DataOps and self-service spread across the information value chain
Modern BI delivers business users much closer to the insights they need through self-service analytics. However, until now that same model has alluded the data management side. The emergence of DataOps, a set of agile practices, processes and technologies for building and enhancing data and analytics pipelines, will help improve quality and reduce the data management cycle time.
With DataOps on the management side, and analytic self-service for business users, organizations can expect to see greater fluidity on how data is used, analyzed and the way outcomes are achieved.
Connecting data and analytics through active data catalogs
Data sets are increasingly wide and distributed. This creates a significant challenge in inventorying and synthesizing the data for company wide use. Data catalogs can help data from going stale and demand for them is skyrocketing.
There is a rise now in machine learning–augmented metadata catalogs, which help move data from passive to active while keeping up with incremental changes in the data across every environment, even hybrid/multi-cloud ecosystems. IT will start using metadata catalogs as the data connective tissue and governance layer needed to match DataOps and self-service agility. These catalogs also enable data personalization, essential in generating tailored and relevant insights. IT must remember to utilize a catalog that works beyond their analytics tool of choice to incorporate fragmented, distributed data.
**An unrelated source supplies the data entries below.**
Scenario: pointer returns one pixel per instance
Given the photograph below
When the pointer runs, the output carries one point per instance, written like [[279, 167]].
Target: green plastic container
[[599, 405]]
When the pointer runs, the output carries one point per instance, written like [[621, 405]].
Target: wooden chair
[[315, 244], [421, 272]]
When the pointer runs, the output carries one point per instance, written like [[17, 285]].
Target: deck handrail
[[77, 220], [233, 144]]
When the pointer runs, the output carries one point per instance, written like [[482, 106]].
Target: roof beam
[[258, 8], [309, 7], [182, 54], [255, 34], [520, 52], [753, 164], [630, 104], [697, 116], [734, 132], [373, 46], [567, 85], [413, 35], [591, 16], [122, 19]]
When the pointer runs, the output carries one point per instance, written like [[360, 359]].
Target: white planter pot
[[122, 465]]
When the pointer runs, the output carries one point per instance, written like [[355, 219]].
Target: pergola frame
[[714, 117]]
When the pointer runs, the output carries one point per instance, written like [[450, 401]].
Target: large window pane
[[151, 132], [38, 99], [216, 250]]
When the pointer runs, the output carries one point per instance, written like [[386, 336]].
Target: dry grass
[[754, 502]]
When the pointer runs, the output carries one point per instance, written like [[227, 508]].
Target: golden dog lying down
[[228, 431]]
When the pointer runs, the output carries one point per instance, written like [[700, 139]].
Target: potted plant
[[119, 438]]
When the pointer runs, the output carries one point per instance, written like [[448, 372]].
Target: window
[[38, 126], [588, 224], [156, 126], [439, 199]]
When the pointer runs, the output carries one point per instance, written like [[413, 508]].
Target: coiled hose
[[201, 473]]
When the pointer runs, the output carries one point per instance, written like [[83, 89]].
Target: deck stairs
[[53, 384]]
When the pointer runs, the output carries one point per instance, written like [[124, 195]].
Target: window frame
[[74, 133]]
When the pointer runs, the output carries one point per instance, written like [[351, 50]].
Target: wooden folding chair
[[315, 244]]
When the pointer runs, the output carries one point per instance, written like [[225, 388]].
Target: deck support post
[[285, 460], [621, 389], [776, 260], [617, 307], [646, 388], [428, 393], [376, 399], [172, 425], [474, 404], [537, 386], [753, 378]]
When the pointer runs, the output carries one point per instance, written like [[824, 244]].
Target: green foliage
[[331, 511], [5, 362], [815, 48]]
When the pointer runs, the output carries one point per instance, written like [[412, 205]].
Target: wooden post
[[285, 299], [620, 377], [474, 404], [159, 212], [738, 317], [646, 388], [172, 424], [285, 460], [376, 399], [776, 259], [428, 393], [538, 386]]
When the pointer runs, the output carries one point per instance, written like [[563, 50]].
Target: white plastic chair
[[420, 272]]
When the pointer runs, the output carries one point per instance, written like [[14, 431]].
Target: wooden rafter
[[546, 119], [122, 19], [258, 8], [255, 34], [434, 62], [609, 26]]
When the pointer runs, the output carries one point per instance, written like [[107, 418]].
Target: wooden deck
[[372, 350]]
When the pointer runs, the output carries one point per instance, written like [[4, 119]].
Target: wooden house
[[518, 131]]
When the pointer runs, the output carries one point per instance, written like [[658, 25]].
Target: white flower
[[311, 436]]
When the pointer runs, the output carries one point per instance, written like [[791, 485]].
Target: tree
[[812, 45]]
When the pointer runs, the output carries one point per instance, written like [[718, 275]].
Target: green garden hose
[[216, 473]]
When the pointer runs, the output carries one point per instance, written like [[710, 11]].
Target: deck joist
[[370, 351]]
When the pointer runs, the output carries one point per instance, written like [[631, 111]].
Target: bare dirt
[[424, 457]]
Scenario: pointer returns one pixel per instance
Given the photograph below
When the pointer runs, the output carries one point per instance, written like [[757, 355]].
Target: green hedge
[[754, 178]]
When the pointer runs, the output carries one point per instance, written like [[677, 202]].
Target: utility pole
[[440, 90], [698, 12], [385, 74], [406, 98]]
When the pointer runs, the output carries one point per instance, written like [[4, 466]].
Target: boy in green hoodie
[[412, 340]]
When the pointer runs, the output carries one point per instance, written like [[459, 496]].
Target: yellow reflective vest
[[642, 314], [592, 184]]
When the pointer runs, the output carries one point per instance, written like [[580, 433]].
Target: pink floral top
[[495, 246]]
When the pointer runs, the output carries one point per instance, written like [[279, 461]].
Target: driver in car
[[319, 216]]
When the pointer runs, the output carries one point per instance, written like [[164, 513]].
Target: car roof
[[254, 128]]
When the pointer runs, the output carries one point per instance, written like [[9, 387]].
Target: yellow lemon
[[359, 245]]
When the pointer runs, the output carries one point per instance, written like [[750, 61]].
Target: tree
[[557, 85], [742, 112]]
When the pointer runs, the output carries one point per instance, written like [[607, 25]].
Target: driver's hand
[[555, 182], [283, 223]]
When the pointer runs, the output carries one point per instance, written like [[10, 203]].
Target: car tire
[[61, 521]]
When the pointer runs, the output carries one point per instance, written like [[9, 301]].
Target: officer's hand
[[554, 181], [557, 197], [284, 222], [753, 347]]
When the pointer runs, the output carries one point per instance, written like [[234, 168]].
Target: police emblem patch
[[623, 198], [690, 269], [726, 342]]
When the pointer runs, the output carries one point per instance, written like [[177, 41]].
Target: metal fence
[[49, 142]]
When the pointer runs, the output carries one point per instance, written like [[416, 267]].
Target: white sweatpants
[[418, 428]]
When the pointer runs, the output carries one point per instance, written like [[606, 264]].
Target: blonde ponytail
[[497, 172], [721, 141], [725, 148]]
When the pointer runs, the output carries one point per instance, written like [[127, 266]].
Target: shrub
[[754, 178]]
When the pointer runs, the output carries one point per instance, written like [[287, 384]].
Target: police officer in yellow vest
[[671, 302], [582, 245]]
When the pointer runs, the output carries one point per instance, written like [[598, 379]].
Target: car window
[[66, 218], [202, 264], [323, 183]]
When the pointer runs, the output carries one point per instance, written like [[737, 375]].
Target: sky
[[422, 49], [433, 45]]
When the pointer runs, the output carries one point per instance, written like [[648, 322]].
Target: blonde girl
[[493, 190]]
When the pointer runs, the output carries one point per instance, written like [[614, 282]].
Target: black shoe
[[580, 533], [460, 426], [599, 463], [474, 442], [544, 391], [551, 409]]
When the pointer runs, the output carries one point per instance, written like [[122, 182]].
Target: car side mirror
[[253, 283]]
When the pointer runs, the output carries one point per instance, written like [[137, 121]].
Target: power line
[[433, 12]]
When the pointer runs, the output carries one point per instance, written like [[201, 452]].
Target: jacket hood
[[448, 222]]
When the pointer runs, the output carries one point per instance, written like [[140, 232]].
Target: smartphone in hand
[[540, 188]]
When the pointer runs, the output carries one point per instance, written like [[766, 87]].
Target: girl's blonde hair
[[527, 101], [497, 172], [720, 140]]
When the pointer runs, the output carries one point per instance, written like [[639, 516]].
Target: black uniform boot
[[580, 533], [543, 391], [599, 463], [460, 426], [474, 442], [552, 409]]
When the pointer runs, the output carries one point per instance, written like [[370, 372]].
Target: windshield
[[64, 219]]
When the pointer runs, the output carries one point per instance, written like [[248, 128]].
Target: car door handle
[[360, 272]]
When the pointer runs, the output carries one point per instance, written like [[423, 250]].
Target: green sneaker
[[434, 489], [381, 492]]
Data literacy as a service
No matter how well designed, no data and analytics technology or process in the world can function without the people. It’s no longer enough for IT to drop tools on users and hope for the best. Organizations have a goal of driving adoption of data for decisions to 100 percent.
To reach this goal, the best place to start is by diagnosing where an organization falls on the data literacy spectrum, then working holistically toward making the necessary improvements. As scaling data expertise becomes more critical, business will expect to partner with vendors on this journey, which will drive the emergence of “DLaaS”—a combination of software, education and support—as a service—with outcomes in mind
“Shazam” for your data
Shazam, the now-famous musical service that identifies songs through your device’s microphone, kicked off a category of discovery through alternatives beyond traditional search. Google and Amazon have gone further, with deep learning and visual analysis now able to identify plants and animals, read and translate text, or find clothes by analyzing a photo. Can we “Shazam” our data?
In 2020, AI embedded across the whole information value chain will enable algorithms in analytic systems to get better at fingerprinting our data, finding anomalies, and suggesting new data to be analyzed. We’ll be able to point to a data source and see where it came from, who is using it, how much it’s changed, whether its quality is good, and more. It will enable reaching more insights from data, no matter its size—and combine synthesis with analysis.
In an increasingly fragmented world full of data, analytics will suffer without synthesis. Organizations and analytics professionals must expand their toolkits with methodologies and technology that support both synthesis and analysis. This is especially important when using analytics for strategy and innovation, and for navigating the complex regulatory maze. When we are able to bring data together and empower people to use it in game-changing ways—laying the data mosaic—we can foster true change in business, for people, and in the world.